Anchoring Air Force Energy Goals
The farthest north facility of its kind at 61 degrees latitude, the Anchorage Landfill Gas-to-Energy Project at the Joint Base Elmendorf-Richardson is the largest green energy project amongst the U.S. Air Force’s Pacific operations. Its existence is the result of collaboration by the Municipality of Anchorage, Doyon Utilities and JBER, and after just one year of successful operations is being expanded.
The pieces to the project puzzle had been falling together for many years before it was a done deal. The first piece was passage of the Energy Policy Act of 2005, which required federal facilities to increase renewable energy consumption to at least 7.5 percent by 2013. In 2006, because it was exceeding the threshold limit for nonmethanogenic organic compound emissions, the Anchorage Regional Landfill brought on line a gas collection system, which it tested and operated for three years. During that time, Doyon Utilities purchased the utility infrastructure—electrical, water, sewer and natural gas distribution system— on three Army bases in Alaska: Ft. Wainright, Ft. Greely, and Ft. Richardson, which have merged into a joint base facility that is now run by the Air Force, says Robert Zacharski, JBER site manager.

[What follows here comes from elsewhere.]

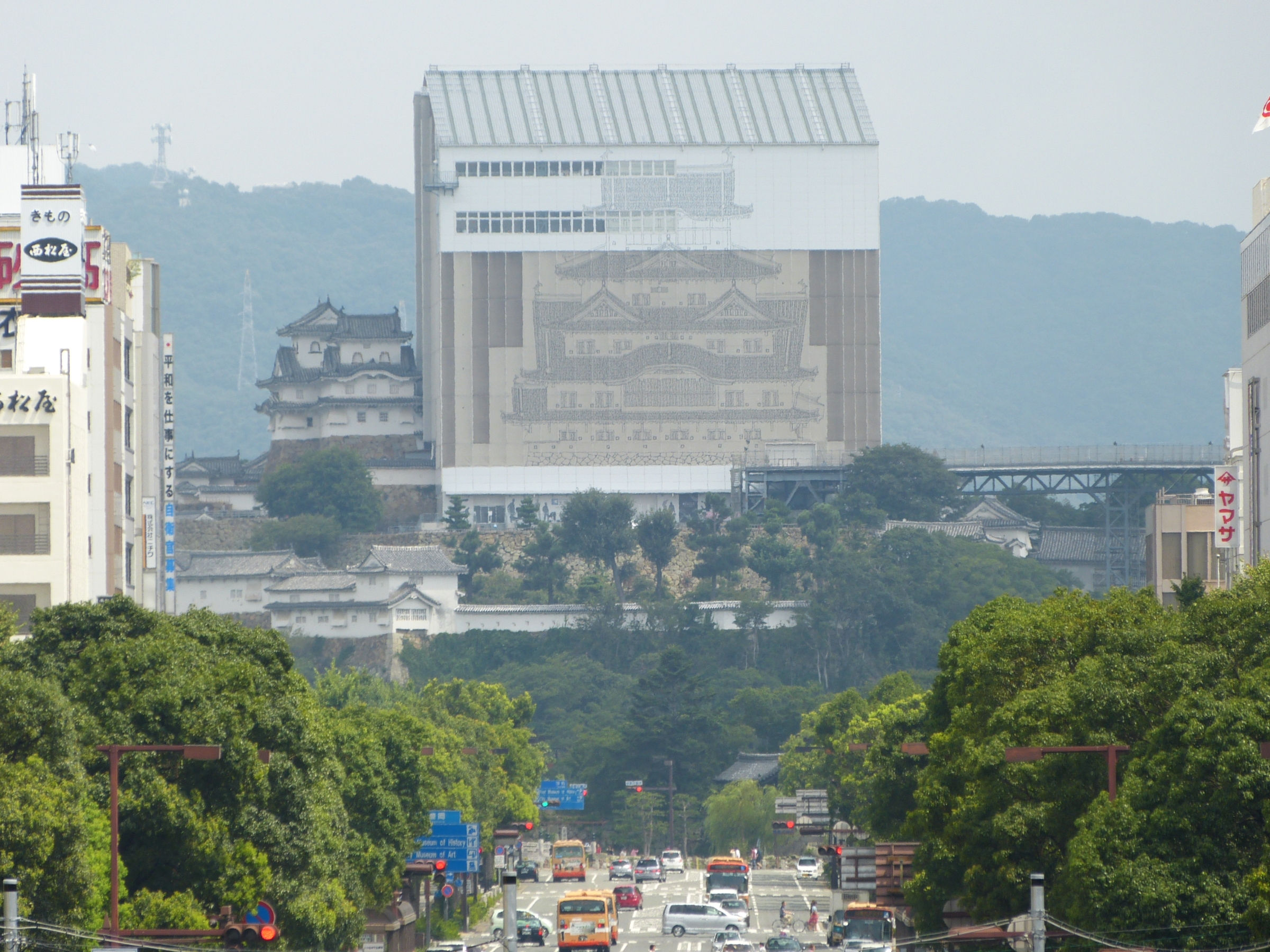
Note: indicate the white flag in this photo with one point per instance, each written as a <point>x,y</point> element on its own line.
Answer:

In 2010, the Municipality of Anchorage put out a request for proposals to use gas generated at ARL, and Doyon Utilities was selected. A contract was signed in 2011, and the power plant became fully operational just over one year later.
The landfill gas collection system draws from 87 acres of landfill and consists of 36 vertically drilled wells, 21 horizontal collector wells that range between 60 and 120 feet deep, and eight interconnections with the leachate system. “We purchase methane from the municipality of Anchorage,” Zacharski explains. “A vacuum is applied to the landfill—if we get too much we’ll flare off the excess—and we bring our portion through a mile-long [low-pressure] pipeline to the base’s generating building.”
There, five 1.4 MW GE Jebaucher gas engines produce power that is tied into the base’s distribution system, enough electricity to meet half of the power demand for the Ft. Richardson side of JBER, or 100 percent of its emergency backup power.
The facility is currently undergoing an expansion—which was part of the initial plan—but it’s happening much earlier than expected, as there are few landfills of this size operating in similar climates to use as baselines for methane generation. “Initially we put in four 1.4 MW generators, totaling 5.6 MW, and we’re just commissioning the fifth unit right now, which will put the plant at 7 MW. Our project financial model underestimated the gas generation in the landfill, so once we started operating it became apparent we could push up the fifth unit installation from year five to after year one.”
A sixth unit is scheduled in five years, but Zacharski says gas use will be maxed out at that point.
Operation, Maintenance and the Military
With an operation and maintenance budget of $639,000 for the power plant, gas processing facility and transmission pipeline, Doyon Utilities uses subcontractors as well as in-house personnel. The system is run by one operator, 40 hours a week, who can monitor it remotely to check for abnormalities, according to Zacharski.
Surprisingly, operational challenges caused by the harsh climate have been minimal. “The gas supply remains very consistent between winter and summer,” Zacharski says. “You might think digestion would slow down in winter, but we haven’t found that’s the case.”
Initially there were some issues with the outer piping and freeze ups, but it was remedied this summer. “We had some teething problems, but it hasn’t been really different operating a similar plant [elsewhere],” Zacharski says. One specific climate-driven innovation that the project partners believe is the only application of its kind and will reduce future maintenance and repair costs is installation of preinsulated HDPE (high-density polyethylene pipe) with electric heat trace, to ensure the pipeline won’t become blocked with frozen condensate. In this case, the heat trace is a thin wire along the bottom of the pipe that can generate heat when needed.
While the climate overall hasn’t been too different from developing a project in more temperate regions, doing so on a site owned by the military may pose more challenges than the typical model, according to Zacharski. “The Air Force has different ideas of what an acceptable payback is, so you have to structure your finances to meet those expectations, and that may be difficult to do,” he says. “They want a pretty rapid turnaround.”
Additionally, approval processes are lengthy. “Getting a notice to proceed to build a plant and making a schedule becomes challenging, when you don’t know when you’re going to get the go-ahead to start construction, or even if the project will go. On the private side of the fence, you have that control, but you lose a little of that on a military installation.”
For the $35 million project, Zacharski said cash flow will turn positive in about four years. It is expected to result in a savings to JBER of $32 million in power costs over the initial contract period and $73.6 million over the potential life of the project, and the municipality will annually take in $1 million from gas sales, nearly $52 million over the life of the project.
“In general, this has been a very successful project,” Zacharski adds. “It utilizes waste gas that was being flared, producing no value to anyone, to increase Doyon’s, the municipality’s and the Air Force’s bottom line.”